Data Modeling Throughout the Lifecycle

Inception Phase

During the Inception phase the goal is to identify high-level requirements for the system so that the scope may be identified and project funding obtained. Little, if any, data modeling is performed at this point although some conceptual modeling may occur. Detailed data models are usually not needed at this point.

Elaboration Phase

The goal of the Elaboration phase is to eliminate technical risk and to produce a stable (baselined) architecture for the system. One of several architectural issues that is likely to arise is data architecture. To support this effort, you will need to model the major database structures (tables, indexes, and primary and foreign key columns) and then create the database schema from the model (ideally it would be generated from a modeling tool).

Additionally, representative data volumes may be loaded into the database to support performance testing. Based on the results of performance testing, the PDM might need to be adjusted with optimization techniques, including but not limited to de-normalizing, optimizing physical storage attributes, or distribution and indexing.

Construction Phase

During the Construction phase the goal is to build a working system that is ready to be released. During each iteration the design, implementation, and tests are fleshed out to implement that iteration's requirements. In other words development artifacts, including your data-oriented artifacts, evolve over time. To support data model changes you may discover the need to refactor your existing database schema.

Transition Phase

The PDM is maintained during the Transition phase in response to approved change requests. You should keep the PDM synchronized with the database as the application goes through final acceptance test and is deployed into production.
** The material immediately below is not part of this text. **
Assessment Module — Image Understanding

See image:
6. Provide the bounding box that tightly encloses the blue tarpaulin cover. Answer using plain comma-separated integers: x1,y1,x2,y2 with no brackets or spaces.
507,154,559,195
Round-trip Engineering Considerations

If a development team is using modern visual modeling tools that have the ability to convert classes to tables (and vice versa) or has the ability to reverse and forward engineer databases, then the team needs to establish guidelines for managing the transformation and engineering processes. The development team must define the points in the development of the application (build-and-release cycle) at which it will be appropriate to perform the class-to-table transformations and to forward-engineer the database. Once the initial database is created, the development team must define guidelines for the team to manage the synchronization of the PDM and database as the design and code of the system evolve throughout the project.